While the use of the word gay to mean "homosexual" instead of "happy" or "colorful" came into usage in the late 1960s around the time of the Stonewall riots in New York City, its origins do go much further back. A 1933 slang dictionary defined a "gaycat" to mean a homosexual boy (Ersine 1935; date confirmed by New York Times Magazine "On Language" columnist William Safire Nov. 6, 2005), though its non-documented usage would predate publication. According to etymology web site wordorigins.org, the term was "being used by homosexuals to refer to themselves with certainty as early as the 1920s, and possibly as early as the 1860s."

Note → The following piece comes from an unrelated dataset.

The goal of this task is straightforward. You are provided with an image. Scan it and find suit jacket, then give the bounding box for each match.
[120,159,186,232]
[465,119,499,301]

It continues, "The first unequivocal written use of gay to mean homosexual is in 1929, in Noel Coward's musical 'Bittersweet' -- four overdressed, 1890s dandies sing the song 'Green Carnation.' 'Gay' appears again in 1933 in Ford and Tyler's 'Young & Evil.' In 1938 in the movie 'Bringing Up Baby,' the character played by Cary Grant, when asked why he is wearing women's clothing replies, 'Because I just went gay all of a sudden.' In retrospect, this is obviously a joke intended to slip past the censors. In their 1941 book 'Sexual Variations,' Gershon Legman and G.V. Henry cite 'gay' as a slang term for homosexual, which indicates that it was in use for some time prior."
Thus, this ad appears to be an amusing look backward at the word's intriguing usage in a locker room setting about underwear and crotches, in a message to fashion-conscious men -- often thought of as gay.